Taylor Walker’s kick is Roger Federer’s forehand.
His leg is a liquid cannon. It is versatile, capable of delivering bulleted frozen ropes, or finessed, curling, lateral, magnetic rainbows.
He doesn’t quite bounce on his feet like Federer does at the baseline – Texas has more time for theatrics than Switzerland – he’s more like a basketball player at the top of a hesitation dribble.
With ball in hand, there are two things on his mind – punishment and swagger. Walker dances around opponents, powerful and upright, but also careful. His sensibility is finesse and delicate timing but his reality is 100kg from Broken Hill. He wants to sidestep fools and play Arsene Wenger’s beautiful game, but if that fails, his back-up plan is Dustin Martin.
He is the best key forward passer in the sport. On Friday night, his flick of the foot kick on the near wing to Eddie Betts in the third quarter was impossible, a cousin to one of football’s greatest moments of the past few years, also against the Bulldogs.
Only Lance Franklin lowers the eyes like Walker does. And when they raise their eyes and think kill now instead of slightly later, both their kicks have the same trajectory of a booming, sailing slide, climbing a ladder into a night with no ceiling.
But Walker’s kicking brushes with impossible more consistently than Franklin’s. He is a much more technically proficient kick than Franklin, who is a freak, someone whose motion and execution is wonderfully nonsensical, existing in the last percentile of conceivability.
Walker, while unimaginable, also makes perfect sense. He is a towering, thunderous figure, and one who is able to cogently channel all his physical power, all of those 100kgs and 195cms, and transfer it to his foot. The weight of his presence is behind every one of his kicks, and his gift is that he can control his powers.

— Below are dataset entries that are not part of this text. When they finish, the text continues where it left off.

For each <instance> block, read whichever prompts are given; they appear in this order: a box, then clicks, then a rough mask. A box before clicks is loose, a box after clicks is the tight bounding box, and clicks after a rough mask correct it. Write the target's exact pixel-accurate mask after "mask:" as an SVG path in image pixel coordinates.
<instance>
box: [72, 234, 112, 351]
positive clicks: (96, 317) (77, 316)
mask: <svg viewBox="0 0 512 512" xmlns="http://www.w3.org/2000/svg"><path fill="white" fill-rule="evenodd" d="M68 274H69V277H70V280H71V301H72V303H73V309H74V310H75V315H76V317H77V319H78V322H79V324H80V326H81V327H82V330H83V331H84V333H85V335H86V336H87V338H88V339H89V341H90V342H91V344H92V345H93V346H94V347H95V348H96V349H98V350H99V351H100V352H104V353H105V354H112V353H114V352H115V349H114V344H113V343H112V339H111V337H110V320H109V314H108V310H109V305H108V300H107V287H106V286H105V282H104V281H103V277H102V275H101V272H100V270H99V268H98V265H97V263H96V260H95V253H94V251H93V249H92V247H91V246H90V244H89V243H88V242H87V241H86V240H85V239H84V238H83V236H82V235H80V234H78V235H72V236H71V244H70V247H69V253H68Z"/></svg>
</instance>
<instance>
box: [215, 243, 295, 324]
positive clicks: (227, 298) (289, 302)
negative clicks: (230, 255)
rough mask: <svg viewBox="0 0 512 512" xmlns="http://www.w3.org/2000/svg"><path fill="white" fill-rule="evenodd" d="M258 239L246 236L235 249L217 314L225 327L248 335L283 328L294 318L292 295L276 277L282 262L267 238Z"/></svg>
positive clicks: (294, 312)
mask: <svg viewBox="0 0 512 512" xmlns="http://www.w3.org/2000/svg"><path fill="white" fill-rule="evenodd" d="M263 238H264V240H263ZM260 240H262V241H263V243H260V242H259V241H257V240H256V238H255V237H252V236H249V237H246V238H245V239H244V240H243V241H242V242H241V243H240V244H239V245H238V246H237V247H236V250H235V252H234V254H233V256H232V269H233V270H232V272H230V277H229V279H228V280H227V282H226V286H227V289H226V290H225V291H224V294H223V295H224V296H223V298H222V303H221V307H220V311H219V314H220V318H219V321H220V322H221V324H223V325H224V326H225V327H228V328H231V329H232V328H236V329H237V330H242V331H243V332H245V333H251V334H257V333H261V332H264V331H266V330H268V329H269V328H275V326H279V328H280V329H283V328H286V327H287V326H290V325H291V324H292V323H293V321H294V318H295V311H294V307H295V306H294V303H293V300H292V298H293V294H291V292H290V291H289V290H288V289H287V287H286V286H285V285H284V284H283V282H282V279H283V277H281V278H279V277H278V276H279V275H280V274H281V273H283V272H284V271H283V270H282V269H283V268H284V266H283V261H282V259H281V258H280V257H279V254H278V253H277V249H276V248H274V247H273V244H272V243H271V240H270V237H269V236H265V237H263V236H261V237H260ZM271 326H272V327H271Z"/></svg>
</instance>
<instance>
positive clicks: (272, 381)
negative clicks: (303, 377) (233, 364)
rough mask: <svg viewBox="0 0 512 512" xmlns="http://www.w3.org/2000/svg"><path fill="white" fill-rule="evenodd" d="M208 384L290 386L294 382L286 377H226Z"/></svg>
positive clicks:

Embed from Getty ImagesThe Adelaide captain is one of the game’s most unique creatures. He looks like he should be the next Carey, but only four times in his 144-game career has he kicked more than five goals. The most goals he has ever kicked in a season is 63, the same number as Mark LeCras’s career-high, and below the likes of Jay Schulz, Daniel Bradshaw and Cameron Mooney.
Under the most primitive assessments, Walker’s career has been mildly underwhelming. But beyond the numbers, the outdated archetypes, the arbitrary expectations, the most resounding truth is that every time Walker takes the field he brings with him the possibility of pure football magic, the hope that he might combine grace and force in a way that produces something that we have never seen before, leaving the opposition helpless and reconciled.
On Friday night, he had a handful of those moments. A strange game, where the Dogs made an improbably seamless transition between halves from giving absolutely everything to giving absolutely nothing, became a mere footnote to Walker’s genius.
His first quarter no-look, over the shoulder handball that cleared two men and found Richard Douglas streaming through the corridor without breaking stride was surely intended for Riley Knight, but Walker has a habit of making logic both boring and beatable.
The Crows sit atop the shakiest AFL ladder in years. Their defence is magnificent, their forward line historic, their midfield mediocre. They are an imperfect team in a defiantly imperfect league. Walker, at any given moment, is capable of perfection. The regularity of that perfection was astounding against the Bulldogs, and if he can maintain something close to it, the Crows will become a team whose strengths are so destructive that teams will be broken and buried before they have a chance to exploit their weaknesses.